Maybe it's not the egg per se which troubles us. Perhaps it's what we tend to couple eggs with (think eggs and bacon, think English breakfast, think burger with a fried egg and chips). Just think of how different things would be were we to serve our eggs with foods like fruit, vegetables or sweet potatoes.

A chicken egg (50g) gives us about 80 calories. Within those 80 kcal we find: 6g of protein and 5g of fat (1.6g saturated). That's not all - within the yolk one could find all the amino acids (the building blocks which make proteins), a good dose of healthy fat (mono-unsaturated in particular) and all the vitamins and minerals in the exact ratio that a human requires. But are all chicken eggs created equal? The answer is No.

Remember - you are what you eat. But you are also what you eat, ate! Why? You guessed it - gut bacteria! Therefore, there is a difference in, say, eating chicken eggs which come from chickens eating what they're supposed to eat versus what they're not supposed to eat. The question is... how can you tell the difference just by looking?

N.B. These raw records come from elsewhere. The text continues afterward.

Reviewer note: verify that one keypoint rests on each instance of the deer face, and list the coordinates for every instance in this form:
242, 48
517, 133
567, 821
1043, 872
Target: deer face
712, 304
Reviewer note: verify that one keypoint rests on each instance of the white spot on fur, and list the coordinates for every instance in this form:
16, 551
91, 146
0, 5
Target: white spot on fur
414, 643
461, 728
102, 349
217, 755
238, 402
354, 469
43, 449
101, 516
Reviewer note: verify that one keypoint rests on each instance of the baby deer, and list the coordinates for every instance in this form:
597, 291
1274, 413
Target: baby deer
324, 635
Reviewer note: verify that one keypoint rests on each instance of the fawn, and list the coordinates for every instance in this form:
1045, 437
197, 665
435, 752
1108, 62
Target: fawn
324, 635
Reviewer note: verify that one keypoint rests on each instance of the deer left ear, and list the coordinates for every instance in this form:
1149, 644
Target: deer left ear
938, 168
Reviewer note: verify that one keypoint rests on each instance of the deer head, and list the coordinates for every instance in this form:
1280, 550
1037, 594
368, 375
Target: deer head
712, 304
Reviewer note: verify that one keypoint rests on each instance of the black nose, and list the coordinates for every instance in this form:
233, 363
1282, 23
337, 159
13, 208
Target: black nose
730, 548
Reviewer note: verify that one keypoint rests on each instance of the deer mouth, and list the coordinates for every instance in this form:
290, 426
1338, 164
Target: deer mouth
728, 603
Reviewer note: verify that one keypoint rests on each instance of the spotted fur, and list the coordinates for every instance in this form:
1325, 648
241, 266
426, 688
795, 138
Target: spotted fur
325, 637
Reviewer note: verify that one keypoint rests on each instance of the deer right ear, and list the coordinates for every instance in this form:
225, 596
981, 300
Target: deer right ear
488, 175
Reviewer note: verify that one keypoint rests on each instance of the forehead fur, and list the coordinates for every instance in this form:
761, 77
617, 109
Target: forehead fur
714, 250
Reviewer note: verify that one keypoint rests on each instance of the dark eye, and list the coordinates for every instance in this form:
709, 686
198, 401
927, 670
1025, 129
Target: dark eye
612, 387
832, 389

Class your eggs as "good eggs" if they satisfy the following two points:

  1. A strong shell
  2. An orange egg-yolk

So what can we conclude?

  1. Eat eggs - moderation is key but consider that they may be an integral component of an active person's lifestyle. I use the term "moderation" because genetics play a key role here. My reaction to egg consumption may not be the same as yours.
  2. Get the right eggs - those which come from pasture-raised chickens which spend the majority of their life running around outdoors and eating whatever they want or omega-3 eggs, which come from chickens fed flaxseeds. Both of which are present plentifully on our little island.
  3. Couple your eggs with the right foods - my recommendations include fruit, vegetables and a class of foods known as "resistant starches". Remember that your overall diet plays a role here, so the key here is to avoid choline-containing foods on a general basis.
  4. Check your bloodwork - consumption of eggs, particularly if done regularly will spike your TMAO and cholesterol levels (both the good and the bad). Dietary cholesterol is known to have less of an effect on your cholesterol than, say, saturated fat - but that doesn't mean it has no effect at all. The magnitude of this effect will vary from person to person.